The NRP is in a difficult position now, because it was Mr. Shapiro’s personal prestige that held the various factions together, and without his conciliating influence latent rivalries are rising to the surface unchecked. Mr. Shapiro’s conciliatory skills also made possible the longtime cooperation between the ideologically opposed Labor Party of Golda Meir and the NRP. Considered a foreign policy “dove,” Mr. Shapiro was instrumental in persuading Premier Levi Eshkol to take a political enemy. Gen. Moshe Dayan, and the rightist Gahal faction into the government as part of the broad coalition. As for Mr. Shapiro’s world presidency of Mizrachi, party circles are suggesting that it be left vacant for now. The world executive of Mlzrachi-Hapoel Hamirachi held a memorial meeting here Friday which was addressed by Deputy Executive Chairman Bezalel Bazah.

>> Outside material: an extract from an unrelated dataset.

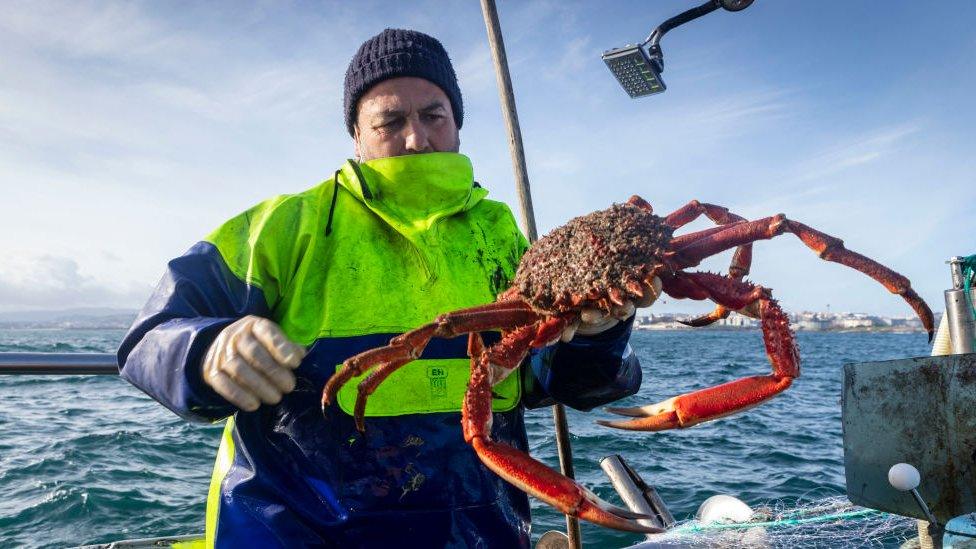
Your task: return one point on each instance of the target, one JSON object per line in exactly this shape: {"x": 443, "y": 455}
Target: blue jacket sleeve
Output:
{"x": 162, "y": 352}
{"x": 587, "y": 372}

The speaker said the late leader had “from the earnest time of his youth devoted himself to the land of Israel, the Torah of Israel, the people of Israel and the State of Israel. He represented our movement and religious Jewry with devotion, sincerity of heart and dignity.” Welfare Minister Yosef Burg, another NRP leader, said Mr. Shapiro “led our movement firmly but like a father. We will have to make a collective effort to overcome this grievous loss.” Rabbi Zemach Zambrowski, chairman of the party’s world executive, said that “a prince has fallen in Israel” and that he has left his imprint on two generations of national religious Zionists, on the life of the Zionist movement, on Jewry and the state.” Prime Minister Golda Meir and the Chief Rabbinate issued statements of mourning.